Adding a microSD card to the Rascal

I've decided that it's time to get rid of the NAND flash chip on the Rascal. The new idea is that the Rascal will have a microSD card slot on it. The bootloaders and the Linux kernel will continue to reside on the serial flash, but the filesystem, which previously lived on the NAND flash, will instead live on the microSD card. This means that we can start to develop different filesystems preconfigured for different applications. If you want to switch from one configuration to another, you just swap out the microSD card and reboot.

SD cards are just NAND flash chips packaged with a memory controller. They have several advantages: the memory controller takes care of correcting errors common to NAND flash and can probably do some caching of recent data. Also, SD cards are something like 10x cheaper per byte than NAND flash (because I can't buy NAND flash in quantities of 10 million). Furthermore, there are lots of sources of standard cards; I don't have to worry about sourcing a single chip. There's also the modularity of the system-- being able to swap out the filesystem by mechanical means is just beautiful.

The disadvantage is that at a basic level, microSD cards use a 4-bit bus, while the NAND flash on the Rascal uses an 8-bit bus. Even if the clocking limit on the two buses were identical, a microSD card has to be half as fast as NAND flash, and in reality, you probably can't clock a card as fast because of the connector in the circuit.

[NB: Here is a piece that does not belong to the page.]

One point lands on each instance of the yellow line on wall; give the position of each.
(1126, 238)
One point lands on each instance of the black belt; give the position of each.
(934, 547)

The AT91SAM9G20 MCI controller, which is what talks to the card, peaks at 25 MHz, while the NAND flash can in theory handle 50 MHz. But I suspect all of these metrics are swamped by considerations like how your data is stored. I've seen a decent embedded Linux system that took 2 seconds to serve a 20 kB web page off of an SD card, but that could could be caused by all sorts of different things-- maybe each byte was stored in a different block of memory, or something like that.

Once a filesystem is loaded onto an SD card, it behaves transparently to the rest of the world, but writing a new filesystem to a card can be a dangerous process, as I learned a few years ago. I was trying to write a filesystem image to the microSD card pictured above using the Linux command "dd," which is used to copy bytes from one place to another. It's a dangerous command.

I think I typed something like:

dd if=/sd-card-image.bin of=/dev/sda1

I thought that I was copying the 256 MB filesystem image to the SD card at /dev/sdb1, but I accidentally hit sda1 rather than sdb1. Unfortunately, this copied the image over the first 256 MB of my hard drive, which I believe includes valuable elements like the master boot record. At the time, I thought, "Ohhh, this could be bad," but my computer kept working, so I forgot about it.

A few weeks later, I tried to reboot my computer; it failed utterly. After lots of mucking around, but no remembering of my previous error, I ended up on the phone with Linux support at Dell. They had me run hardware diagnostics; the drive passed with no errors. Eventually, they sent me a replacement hard drive in the mail. A few hours after hanging up, I was thinking about trying a fresh install of Linux, which got me thinking about wiping the master boot record, which reminded me of the SD card incident.

In the end, I offered to return the drive to Dell, but they refused.